Гала, Галючка, Галючкинита! У меня из глаз хлынули горькие, обжигающие слезы, безудержные, как детские рыдания. А когда слезы высохли, я снова увидел перед собой Гала, прислонившуюся к оливковому дереву в Кадакесе, Гала конца лета, наклонившуюся, чтобы подобрать блестящие от слюды камешки со скал на мысе Креус, Гала, плывущую так долго, что я уже не вижу ее маленькое улыбчивое лицо. Каждую из этих картин мой поток слез вернул мне еще прекрасней, как если бы механизм чувств заключал в себе мускульные диаграммы моих орбит, чтобы выплеснуть до последней капли светлые видения моей любви — кислотой лимона и бледностью воспоминаний.

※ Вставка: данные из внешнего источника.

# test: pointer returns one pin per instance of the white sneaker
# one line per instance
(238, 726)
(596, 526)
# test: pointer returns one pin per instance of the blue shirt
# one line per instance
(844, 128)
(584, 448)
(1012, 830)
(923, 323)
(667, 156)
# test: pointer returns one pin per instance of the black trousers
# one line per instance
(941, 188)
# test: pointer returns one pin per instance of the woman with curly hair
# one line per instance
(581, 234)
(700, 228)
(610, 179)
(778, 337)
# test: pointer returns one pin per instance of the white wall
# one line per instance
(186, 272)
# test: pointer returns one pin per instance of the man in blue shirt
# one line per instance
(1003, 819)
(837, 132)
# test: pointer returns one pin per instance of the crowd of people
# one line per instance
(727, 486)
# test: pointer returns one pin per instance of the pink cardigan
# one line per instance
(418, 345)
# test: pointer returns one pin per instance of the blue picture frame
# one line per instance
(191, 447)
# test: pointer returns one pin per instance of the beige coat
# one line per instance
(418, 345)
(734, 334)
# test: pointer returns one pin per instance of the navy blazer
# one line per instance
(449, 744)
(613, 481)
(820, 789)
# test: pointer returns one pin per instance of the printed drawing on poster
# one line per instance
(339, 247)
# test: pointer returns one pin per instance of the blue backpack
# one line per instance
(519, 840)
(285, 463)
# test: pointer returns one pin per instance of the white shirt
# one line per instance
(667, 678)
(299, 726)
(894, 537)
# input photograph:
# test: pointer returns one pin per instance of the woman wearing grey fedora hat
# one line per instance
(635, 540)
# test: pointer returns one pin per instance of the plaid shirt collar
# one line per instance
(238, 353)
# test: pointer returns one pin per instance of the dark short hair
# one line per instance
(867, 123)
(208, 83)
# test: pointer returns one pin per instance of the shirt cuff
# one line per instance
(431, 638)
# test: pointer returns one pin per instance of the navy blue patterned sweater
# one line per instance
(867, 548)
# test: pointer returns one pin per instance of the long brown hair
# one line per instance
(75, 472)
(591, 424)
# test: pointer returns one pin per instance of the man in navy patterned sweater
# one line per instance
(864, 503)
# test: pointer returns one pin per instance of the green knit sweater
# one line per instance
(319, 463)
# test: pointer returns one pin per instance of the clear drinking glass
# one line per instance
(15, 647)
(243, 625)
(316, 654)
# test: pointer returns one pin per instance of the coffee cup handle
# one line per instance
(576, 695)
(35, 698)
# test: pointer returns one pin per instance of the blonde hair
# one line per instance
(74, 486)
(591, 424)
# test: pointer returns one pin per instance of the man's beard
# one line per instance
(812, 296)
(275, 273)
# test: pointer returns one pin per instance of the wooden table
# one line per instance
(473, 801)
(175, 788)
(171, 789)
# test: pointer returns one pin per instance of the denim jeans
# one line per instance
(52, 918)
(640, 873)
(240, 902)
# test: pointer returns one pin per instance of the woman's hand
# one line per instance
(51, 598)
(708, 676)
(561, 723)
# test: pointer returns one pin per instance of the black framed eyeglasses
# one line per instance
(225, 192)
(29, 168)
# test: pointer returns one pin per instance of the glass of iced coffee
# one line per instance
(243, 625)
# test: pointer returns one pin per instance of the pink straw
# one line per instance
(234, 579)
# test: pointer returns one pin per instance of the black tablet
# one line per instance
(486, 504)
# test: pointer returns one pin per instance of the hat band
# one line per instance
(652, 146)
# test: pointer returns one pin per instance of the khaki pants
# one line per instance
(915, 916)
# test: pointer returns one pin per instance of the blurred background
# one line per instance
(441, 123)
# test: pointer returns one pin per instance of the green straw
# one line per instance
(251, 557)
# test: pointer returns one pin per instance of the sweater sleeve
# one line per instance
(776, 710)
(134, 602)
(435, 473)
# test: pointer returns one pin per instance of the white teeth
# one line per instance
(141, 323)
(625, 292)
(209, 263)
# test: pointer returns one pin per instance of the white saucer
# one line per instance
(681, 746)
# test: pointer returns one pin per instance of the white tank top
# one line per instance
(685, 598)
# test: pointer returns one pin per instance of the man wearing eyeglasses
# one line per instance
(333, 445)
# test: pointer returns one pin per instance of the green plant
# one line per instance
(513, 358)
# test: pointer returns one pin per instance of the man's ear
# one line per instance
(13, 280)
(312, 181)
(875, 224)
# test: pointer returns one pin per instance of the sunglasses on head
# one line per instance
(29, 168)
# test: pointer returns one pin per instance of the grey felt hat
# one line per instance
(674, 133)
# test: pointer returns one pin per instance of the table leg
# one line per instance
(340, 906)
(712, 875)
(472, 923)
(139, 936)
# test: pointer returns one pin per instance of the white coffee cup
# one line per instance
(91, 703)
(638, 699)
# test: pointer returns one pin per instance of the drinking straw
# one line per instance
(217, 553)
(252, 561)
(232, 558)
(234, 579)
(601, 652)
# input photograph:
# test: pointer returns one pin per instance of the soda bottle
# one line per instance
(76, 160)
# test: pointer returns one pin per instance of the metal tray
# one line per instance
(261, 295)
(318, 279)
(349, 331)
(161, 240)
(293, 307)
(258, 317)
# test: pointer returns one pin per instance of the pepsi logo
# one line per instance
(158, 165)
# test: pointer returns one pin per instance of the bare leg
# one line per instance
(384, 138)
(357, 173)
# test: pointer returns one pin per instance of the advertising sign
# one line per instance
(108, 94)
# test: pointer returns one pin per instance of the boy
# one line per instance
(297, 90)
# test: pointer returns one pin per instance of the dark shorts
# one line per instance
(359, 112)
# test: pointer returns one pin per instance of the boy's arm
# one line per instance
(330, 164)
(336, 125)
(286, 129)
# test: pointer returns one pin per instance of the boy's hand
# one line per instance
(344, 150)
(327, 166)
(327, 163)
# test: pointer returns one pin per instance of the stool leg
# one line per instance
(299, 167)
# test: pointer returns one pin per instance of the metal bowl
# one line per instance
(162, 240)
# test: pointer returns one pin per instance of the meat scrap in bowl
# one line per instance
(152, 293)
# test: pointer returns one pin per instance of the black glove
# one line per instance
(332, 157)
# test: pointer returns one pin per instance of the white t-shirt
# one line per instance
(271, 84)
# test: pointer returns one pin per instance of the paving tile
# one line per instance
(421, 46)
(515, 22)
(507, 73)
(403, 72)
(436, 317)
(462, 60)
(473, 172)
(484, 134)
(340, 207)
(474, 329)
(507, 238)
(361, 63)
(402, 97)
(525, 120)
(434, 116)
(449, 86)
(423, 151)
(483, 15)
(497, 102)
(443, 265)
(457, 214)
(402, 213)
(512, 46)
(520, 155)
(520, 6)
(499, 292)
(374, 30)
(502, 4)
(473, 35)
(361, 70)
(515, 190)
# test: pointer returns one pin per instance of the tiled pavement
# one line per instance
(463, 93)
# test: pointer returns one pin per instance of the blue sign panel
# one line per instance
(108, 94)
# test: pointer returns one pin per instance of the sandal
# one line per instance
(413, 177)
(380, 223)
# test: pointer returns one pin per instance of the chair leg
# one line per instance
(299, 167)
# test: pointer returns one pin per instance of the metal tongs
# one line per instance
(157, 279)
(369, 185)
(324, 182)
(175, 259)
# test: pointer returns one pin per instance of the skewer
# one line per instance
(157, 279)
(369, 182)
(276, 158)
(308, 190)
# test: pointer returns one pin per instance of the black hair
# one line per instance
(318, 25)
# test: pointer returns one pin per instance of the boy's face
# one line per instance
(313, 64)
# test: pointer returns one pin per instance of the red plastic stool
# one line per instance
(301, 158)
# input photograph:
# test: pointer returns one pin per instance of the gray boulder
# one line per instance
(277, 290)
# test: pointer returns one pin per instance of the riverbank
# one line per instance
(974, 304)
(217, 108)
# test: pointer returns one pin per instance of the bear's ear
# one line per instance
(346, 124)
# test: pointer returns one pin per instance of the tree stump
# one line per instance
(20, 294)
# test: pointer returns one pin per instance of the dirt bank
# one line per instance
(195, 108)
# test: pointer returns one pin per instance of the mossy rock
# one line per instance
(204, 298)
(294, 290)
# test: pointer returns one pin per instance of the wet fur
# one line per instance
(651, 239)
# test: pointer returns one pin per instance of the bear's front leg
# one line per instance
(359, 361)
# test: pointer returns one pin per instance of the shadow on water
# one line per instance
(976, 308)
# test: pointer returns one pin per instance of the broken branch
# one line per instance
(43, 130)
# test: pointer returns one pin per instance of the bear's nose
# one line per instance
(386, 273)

Я бросился в клинику и в такой дикой тоске вцепился в белый халат хирурга, что ему пришлось уделить мне исключительное внимание. Неделю я проплакал не переставая и вне зависимости от обстоятельств, к общему удивлению группы сюрреалистов. Наконец, в воскресенье опасность миновала. Смерть почтительно попятилась. Галючка улыбается. Я держу в своей руке руку моей радости и думаю в глубокой нежности: «После всего этого я могу тебя убить!»

У меня было три поездки в Вену. Они на удивление похожи. По утрам я ходил смотреть на полотна Вермеера в собрании Чернин, а во второй половине дня не ходил смотреть на Фрейда, поскольку каждый раз мне сообщали, что он убыл в деревню для поправки здоровья. В памяти сохранились печальные прогулки по Вене, скрашенные шоколадными тортами и визитами к антикварам. Вечера я проводил у себя один в долгих воображаемых беседах с Фрейдом. Однажды он даже оказал мне честь, проводив меня до отеля в Саше, и остался у меня в номере до самого утра, укрывшись за пыльными портьерами.

Несколько лет спустя последовала моя последняя попытка встретить Фрейда. Я ужинал с друзьями в ресторане «Сена». Мы ели мое любимое блюдо — улитки, как вдруг я случайно замечаю у соседа фото мэтра на обложке журнала. Тотчас же раздобываю себе такой же экземпляр, читаю сообщение о приезде Фрейда в Париж, точнее, о его изгнании, и издаю крик радости. Мне тут же открылся морфологический секрет Фрейда. Его череп — это улитка. Хочешь переварить его мысль — надо выковыривать ее иголкой. Это открытие я воплотил в одном-единственном его портрете, сделанном мною незадолго до его смерти. Череп Рафаэля отличается от фрейдовского: он восьмиугольный, как граненый алмаз, а мозг его напоминает жилу в камне. Мозг Леонардо — как орех, это свидетельствует о его более земной природе.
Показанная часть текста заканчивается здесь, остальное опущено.